Ces choix s’alignent sur les bonnes pratiques VoIP (chiffrer la signalisation et les flux) et sur les guides de durcissement OS embarqué des fabricants (limiter protocoles et services, anti-bruteforce, mises à jour signées).
Journalisez, alertez… et pensez au relais de sécurité de la gâche
Activez la journalisation distante (syslog sur NAS/serveur), synchronisez l’horloge (NTP interne si possible) et déclenchez des alertes en cas de tentatives de connexion, d’arrêt vidéo, ou d’ouverture forcée. Testez vos notifications (mail/app) et conservez les logs au-delà de 30 jours.
Pour déjouer la « piraterie électrique » sur la gâche, certaines marques proposent un relais de sécurité monté côté protégé : en cas de sabotage du portier, le relais coupe la liaison et la porte reste condamnée. Utile si l’interphone commande directement l’accès.
Check-list express à appliquer dès aujourd’hui
- Changer l’admin, créer des comptes limités, activer le blocage après échecs et désactiver l’anonyme.
- Mettre à jour le firmware et s’abonner aux bulletins sécurité du constructeur.
- Mettre l’équipement sur un isolation VLAN/SSID IoT sans exposition Internet ni UPnP.
- Imposer HTTPS/TLS, ONVIF restreint, RTSP authentifié, SIP TLS + SRTP si utilisé.
- Activer journalisation distante, NTP correct et alertes en temps réel.
Réglages types : que cocher, où cliquer
| Réglage | Où | Paramètre à viser | À vérifier |
|---|---|---|---|
| Comptes | Sécurité > Utilisateurs | Admin unique + profils restreints | Pas d’utilisateur « admin/admin » |
| Mises à jour | Système > Firmware | Version signée la plus récente | Notes de version, sauvegarde config |
| Réseau | Réseau > VLAN/Firewall | VLAN IoT, interdiction Internet | UPnP OFF, aucune règle NAT |
| Chiffrement | Réseau > HTTPS/SIP/RTSP | HTTPS only, SIP-TLS, SRTP | Certificat valide, pas de HTTP |
| Logs & alertes | Système > Journalisation | Syslog/NAS + notifications | Horloge NTP fiable, rétention >30j |
Respectez le cadre légal à la maison
Un visiophone n’autorise pas à filmer tout et n’importe quoi. Un particulier doit limiter l’image à l’intérieur de sa propriété ; la voie publique reste hors champ (même pour surveiller son véhicule). Pensez aux personnes qui interviennent chez vous (aides à domicile, artisans) : information claire et réglages adaptés.

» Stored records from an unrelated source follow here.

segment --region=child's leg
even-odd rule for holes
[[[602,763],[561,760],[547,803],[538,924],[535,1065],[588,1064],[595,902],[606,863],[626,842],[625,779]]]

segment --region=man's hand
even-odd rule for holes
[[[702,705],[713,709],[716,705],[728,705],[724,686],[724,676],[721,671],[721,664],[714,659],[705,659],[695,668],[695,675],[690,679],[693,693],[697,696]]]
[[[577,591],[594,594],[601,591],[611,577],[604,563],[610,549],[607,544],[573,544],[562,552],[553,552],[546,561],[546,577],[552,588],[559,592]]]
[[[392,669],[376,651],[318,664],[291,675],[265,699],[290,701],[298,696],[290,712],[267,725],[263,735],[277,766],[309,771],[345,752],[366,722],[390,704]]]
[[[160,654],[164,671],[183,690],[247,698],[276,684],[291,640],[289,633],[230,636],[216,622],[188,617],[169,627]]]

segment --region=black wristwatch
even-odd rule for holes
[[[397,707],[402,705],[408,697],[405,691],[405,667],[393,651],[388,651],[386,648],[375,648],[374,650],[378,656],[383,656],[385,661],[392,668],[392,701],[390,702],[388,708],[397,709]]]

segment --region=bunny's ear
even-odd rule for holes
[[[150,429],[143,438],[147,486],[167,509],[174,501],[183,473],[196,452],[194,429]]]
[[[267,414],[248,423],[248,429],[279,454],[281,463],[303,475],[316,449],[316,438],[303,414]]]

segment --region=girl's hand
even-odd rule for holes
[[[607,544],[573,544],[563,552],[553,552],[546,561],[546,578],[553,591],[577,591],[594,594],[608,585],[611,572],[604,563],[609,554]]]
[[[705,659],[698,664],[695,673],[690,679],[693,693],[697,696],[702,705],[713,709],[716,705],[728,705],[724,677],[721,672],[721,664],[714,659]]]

Astuce réseau : Wi-Fi ou Ethernet ?
Quand c’est possible, privilégiez l’Ethernet/PoE : latence faible, alimentation stable, moins de surface radio. En Wi-Fi, optez pour un SSID dédié IoT, WPA2/WPA3, mot de passe fort, et un canal propre. Un interphone bien câblé, bien isolé, bien chiffré : voilà un accès qui ne se laisse pas faire.